Members of the group say they're not connected officially to the Hong Kong Blondes but they followed the lead of the group's legendary leader, Blondie Wong. And the group pledges more attacks in the future, though they've yet to name targets, ways, or cooperating groups, if any, WND says.

Maxi Coke reiterated the group had targeted CNN mastermind Ted Turner even before the Time Warner/America Online merger, "and we did take down CNN. The globalist elites have to get the message. We will never, never ever stop fighting them. Our movement will not be co-opted. Red China and all the Western corporations should beware."

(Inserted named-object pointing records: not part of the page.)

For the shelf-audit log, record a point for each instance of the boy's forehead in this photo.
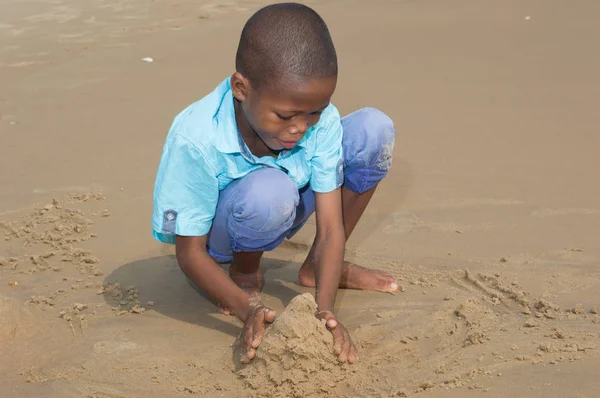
(315, 93)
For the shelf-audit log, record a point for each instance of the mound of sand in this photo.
(296, 357)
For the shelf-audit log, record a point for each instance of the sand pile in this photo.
(296, 357)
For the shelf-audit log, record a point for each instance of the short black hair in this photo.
(285, 40)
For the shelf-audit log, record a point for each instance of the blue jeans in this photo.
(260, 210)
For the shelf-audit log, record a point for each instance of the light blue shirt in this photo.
(204, 152)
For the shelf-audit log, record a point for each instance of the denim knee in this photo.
(264, 212)
(368, 143)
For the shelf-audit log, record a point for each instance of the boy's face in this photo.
(280, 114)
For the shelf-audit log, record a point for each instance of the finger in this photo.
(338, 340)
(330, 320)
(270, 315)
(345, 347)
(353, 356)
(331, 323)
(259, 329)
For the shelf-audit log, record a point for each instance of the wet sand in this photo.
(489, 218)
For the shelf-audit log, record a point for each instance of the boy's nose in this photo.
(299, 127)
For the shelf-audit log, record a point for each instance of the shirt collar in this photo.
(229, 140)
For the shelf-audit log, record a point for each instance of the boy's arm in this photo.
(328, 255)
(328, 248)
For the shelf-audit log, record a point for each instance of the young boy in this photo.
(245, 167)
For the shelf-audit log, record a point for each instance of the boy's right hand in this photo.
(254, 328)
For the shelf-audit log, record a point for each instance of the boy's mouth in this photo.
(288, 144)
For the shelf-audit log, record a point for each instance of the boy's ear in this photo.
(240, 86)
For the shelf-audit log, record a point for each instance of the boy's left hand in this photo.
(342, 343)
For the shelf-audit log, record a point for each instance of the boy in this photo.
(245, 167)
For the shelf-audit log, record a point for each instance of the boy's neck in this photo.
(256, 145)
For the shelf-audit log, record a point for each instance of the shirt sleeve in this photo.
(186, 191)
(327, 163)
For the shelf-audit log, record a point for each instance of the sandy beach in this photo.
(489, 219)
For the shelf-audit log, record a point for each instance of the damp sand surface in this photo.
(488, 218)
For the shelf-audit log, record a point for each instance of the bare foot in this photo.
(355, 277)
(250, 283)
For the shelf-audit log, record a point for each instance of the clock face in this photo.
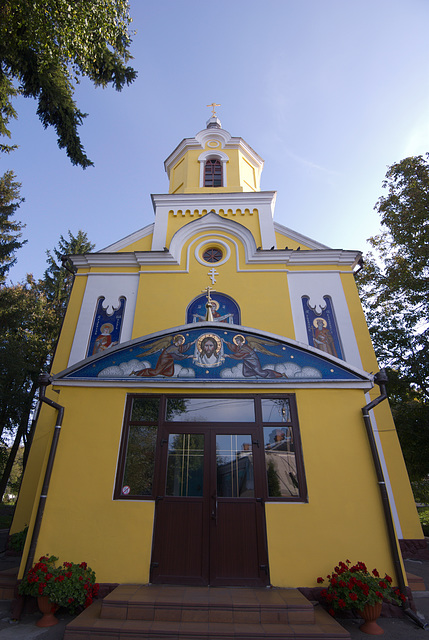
(212, 254)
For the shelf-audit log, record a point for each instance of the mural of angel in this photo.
(104, 341)
(323, 339)
(246, 351)
(171, 349)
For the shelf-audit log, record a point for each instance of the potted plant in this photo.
(71, 586)
(354, 587)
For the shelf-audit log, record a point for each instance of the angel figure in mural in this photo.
(104, 341)
(245, 350)
(171, 349)
(322, 337)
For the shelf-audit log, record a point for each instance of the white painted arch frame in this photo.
(213, 154)
(212, 227)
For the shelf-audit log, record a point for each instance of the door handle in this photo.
(214, 510)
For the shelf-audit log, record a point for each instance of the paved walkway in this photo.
(394, 628)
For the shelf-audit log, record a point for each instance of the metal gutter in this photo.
(44, 380)
(381, 379)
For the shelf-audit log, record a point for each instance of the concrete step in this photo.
(164, 613)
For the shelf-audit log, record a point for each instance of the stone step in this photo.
(89, 624)
(205, 604)
(195, 613)
(8, 581)
(416, 583)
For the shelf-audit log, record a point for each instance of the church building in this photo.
(214, 414)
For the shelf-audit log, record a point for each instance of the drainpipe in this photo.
(44, 380)
(381, 379)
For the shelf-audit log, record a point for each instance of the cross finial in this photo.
(209, 303)
(213, 105)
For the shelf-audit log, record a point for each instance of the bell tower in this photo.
(213, 162)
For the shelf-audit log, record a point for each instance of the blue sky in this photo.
(328, 92)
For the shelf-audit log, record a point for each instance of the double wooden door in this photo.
(209, 515)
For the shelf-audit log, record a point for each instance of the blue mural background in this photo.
(106, 329)
(212, 353)
(322, 328)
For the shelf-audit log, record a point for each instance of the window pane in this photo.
(139, 462)
(234, 465)
(213, 410)
(280, 462)
(185, 465)
(145, 409)
(275, 410)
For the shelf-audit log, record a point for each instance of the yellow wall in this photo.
(242, 174)
(343, 518)
(253, 293)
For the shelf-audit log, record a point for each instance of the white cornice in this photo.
(299, 237)
(225, 139)
(133, 237)
(287, 258)
(214, 200)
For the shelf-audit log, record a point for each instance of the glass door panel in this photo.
(185, 465)
(234, 466)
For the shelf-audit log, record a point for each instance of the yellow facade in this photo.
(161, 275)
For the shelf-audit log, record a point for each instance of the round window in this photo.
(212, 254)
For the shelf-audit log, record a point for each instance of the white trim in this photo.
(366, 377)
(284, 384)
(213, 154)
(389, 489)
(216, 241)
(125, 242)
(299, 237)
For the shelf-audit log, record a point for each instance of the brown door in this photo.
(209, 514)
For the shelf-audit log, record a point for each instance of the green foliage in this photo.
(353, 586)
(421, 490)
(16, 541)
(58, 278)
(30, 316)
(71, 586)
(394, 290)
(10, 231)
(424, 520)
(46, 45)
(29, 330)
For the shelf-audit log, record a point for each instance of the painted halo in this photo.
(213, 337)
(316, 320)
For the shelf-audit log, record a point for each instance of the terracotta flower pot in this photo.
(48, 609)
(370, 613)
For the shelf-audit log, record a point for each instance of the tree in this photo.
(47, 45)
(394, 289)
(58, 277)
(30, 317)
(10, 231)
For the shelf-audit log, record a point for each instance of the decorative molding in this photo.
(299, 237)
(133, 237)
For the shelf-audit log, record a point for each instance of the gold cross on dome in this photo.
(213, 105)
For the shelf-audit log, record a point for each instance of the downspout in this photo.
(44, 380)
(381, 379)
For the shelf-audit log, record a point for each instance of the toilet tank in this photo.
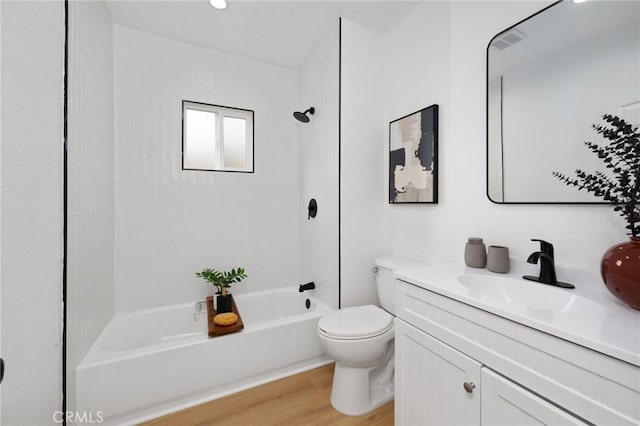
(385, 281)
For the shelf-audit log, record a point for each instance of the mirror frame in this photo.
(487, 125)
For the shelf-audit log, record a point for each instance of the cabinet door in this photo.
(504, 403)
(430, 381)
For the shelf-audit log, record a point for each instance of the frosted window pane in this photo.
(200, 140)
(235, 142)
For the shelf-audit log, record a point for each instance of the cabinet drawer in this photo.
(593, 386)
(504, 403)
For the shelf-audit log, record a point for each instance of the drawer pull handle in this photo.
(469, 386)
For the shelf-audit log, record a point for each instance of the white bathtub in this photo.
(151, 362)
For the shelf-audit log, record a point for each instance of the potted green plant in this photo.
(620, 266)
(222, 280)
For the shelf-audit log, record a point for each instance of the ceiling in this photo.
(278, 32)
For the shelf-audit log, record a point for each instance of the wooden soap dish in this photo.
(216, 330)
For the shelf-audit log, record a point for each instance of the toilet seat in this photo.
(360, 322)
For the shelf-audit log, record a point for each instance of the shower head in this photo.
(302, 116)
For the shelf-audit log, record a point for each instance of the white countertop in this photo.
(588, 315)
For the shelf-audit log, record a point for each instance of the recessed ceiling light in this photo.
(218, 4)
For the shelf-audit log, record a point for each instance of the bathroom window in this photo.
(216, 138)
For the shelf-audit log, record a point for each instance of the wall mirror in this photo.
(549, 78)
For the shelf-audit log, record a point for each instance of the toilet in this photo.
(360, 340)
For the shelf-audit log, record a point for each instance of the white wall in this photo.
(90, 289)
(362, 185)
(32, 35)
(438, 56)
(318, 141)
(170, 223)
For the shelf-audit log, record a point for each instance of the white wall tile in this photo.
(318, 141)
(171, 223)
(90, 286)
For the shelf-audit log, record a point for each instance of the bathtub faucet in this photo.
(199, 309)
(308, 286)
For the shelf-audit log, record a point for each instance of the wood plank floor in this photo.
(301, 399)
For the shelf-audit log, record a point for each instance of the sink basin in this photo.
(528, 295)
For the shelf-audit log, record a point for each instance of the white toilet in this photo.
(360, 341)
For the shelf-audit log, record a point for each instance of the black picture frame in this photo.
(413, 158)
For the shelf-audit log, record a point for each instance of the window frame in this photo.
(222, 111)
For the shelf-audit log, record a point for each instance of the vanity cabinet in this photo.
(459, 365)
(429, 381)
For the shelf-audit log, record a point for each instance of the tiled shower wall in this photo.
(170, 223)
(319, 81)
(90, 289)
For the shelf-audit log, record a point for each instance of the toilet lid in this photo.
(357, 322)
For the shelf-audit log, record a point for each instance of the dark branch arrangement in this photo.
(621, 155)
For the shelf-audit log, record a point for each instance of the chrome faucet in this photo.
(547, 266)
(199, 309)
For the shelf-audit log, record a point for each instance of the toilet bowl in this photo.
(360, 340)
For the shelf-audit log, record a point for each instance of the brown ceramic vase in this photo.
(620, 271)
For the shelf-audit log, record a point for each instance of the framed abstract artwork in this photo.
(413, 157)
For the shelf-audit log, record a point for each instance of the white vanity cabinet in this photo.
(459, 365)
(429, 381)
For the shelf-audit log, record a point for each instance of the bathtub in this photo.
(151, 362)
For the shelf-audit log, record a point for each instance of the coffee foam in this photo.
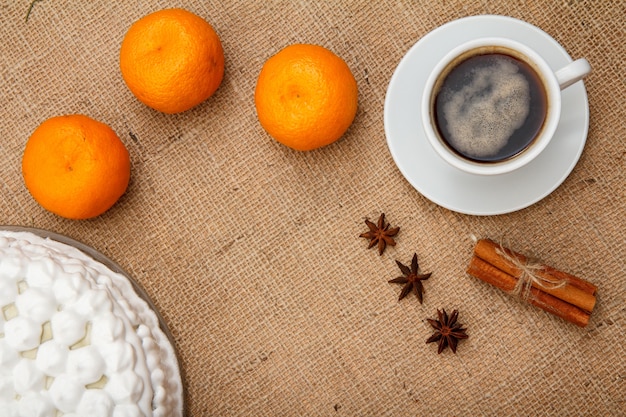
(482, 116)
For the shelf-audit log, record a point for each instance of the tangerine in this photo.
(75, 167)
(306, 97)
(172, 60)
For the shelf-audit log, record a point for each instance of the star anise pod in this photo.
(380, 234)
(447, 331)
(412, 280)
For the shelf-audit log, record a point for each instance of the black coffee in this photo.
(490, 107)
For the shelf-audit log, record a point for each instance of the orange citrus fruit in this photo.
(75, 166)
(306, 97)
(172, 60)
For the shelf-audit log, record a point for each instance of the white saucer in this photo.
(449, 187)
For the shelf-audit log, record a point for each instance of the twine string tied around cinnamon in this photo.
(529, 275)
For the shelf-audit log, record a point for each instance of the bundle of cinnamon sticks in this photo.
(554, 291)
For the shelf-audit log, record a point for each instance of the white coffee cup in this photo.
(553, 82)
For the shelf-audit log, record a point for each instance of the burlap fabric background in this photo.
(251, 251)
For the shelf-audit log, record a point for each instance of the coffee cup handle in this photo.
(573, 72)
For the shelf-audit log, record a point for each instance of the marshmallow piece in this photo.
(36, 405)
(66, 393)
(7, 390)
(27, 378)
(68, 327)
(22, 333)
(8, 355)
(52, 358)
(106, 328)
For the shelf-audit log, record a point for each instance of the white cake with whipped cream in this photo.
(76, 339)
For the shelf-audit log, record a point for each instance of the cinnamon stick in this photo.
(576, 291)
(500, 279)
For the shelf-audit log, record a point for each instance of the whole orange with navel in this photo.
(75, 166)
(172, 60)
(306, 97)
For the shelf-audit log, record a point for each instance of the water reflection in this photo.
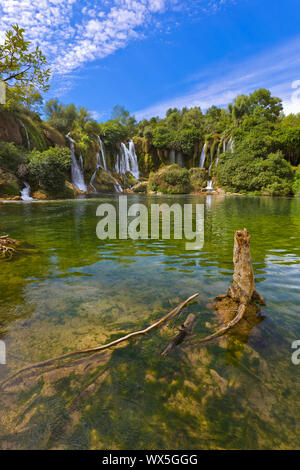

In December, WorldNet Daily reported on the Chinese Hong Kong Blondes, created by superhacking legend Blondie Wong, and added a Thai satellite group had emerged, threatening the Western sites as well as Beijing. WND says the group's aim was to stop Communist China persecuting its own citizens, and to stop Western transnational companies from dealing with the Communist Chinese.

The Thai satellite group calls itself the Julie Holden Drool Brigade, in honor of a mentor who was once a British intelligence agent and resembles the actress. People will say we need anger management training, or that we need government-sponsored Web sites designed just so we can hack them for fun, but we're really serious," says Thai hacker Mini Jet to WND.

Maxi Coke says other hackers in Mainland China and in Germany helped them with the DOS attacks. "We launched the attack from inside the FBI's own computers. We called it the 'Janet Reno Dance Party.' We didn't want her to have to go too far to find the source of the attack. When she looks too hard, peaceful law abiding citizens tend to get burned up from time to time - like in Waco, Texas."

The Holden group wants the West to quit trading with Communist China, but they've also made some other demands - like putting the United Nations on trial over its stance promoting abortion, and exposing and examining drug money laundering.

"Trade, drugs and abortion -- these are the main evils in the world," Mini Jet tells WND. "The elites are a selfish, self-anointed group of snobs. The Chinese, Russians, U.N, Western corporations, they all are raping the planet with impunity. Since they are what I would call 'evil,' and their view of the world and mankind's nature is all wrong -- they can only lead us all into a future of anarchy and destruction," said Mini Jet.

The group tells WND the Chinese government fears the Internet's ability to spread "the message of freedom." Indeed, earlier this week, the Chinese government arrested and jailed four founders of a Chinese magazine using the Net to promote social, cultural and religious freedom. WND says the four will be charged with subversion.

"We're in a war," Maxi Coke tells WND. "A war means there will be POWs. Prisoners of a spiritual war or battle if you will. And, of course, there are martyrs in any war. Unfortunately, we see so many people in the developing world are martyrs to false gods of drugs, consumerism and the culture of death."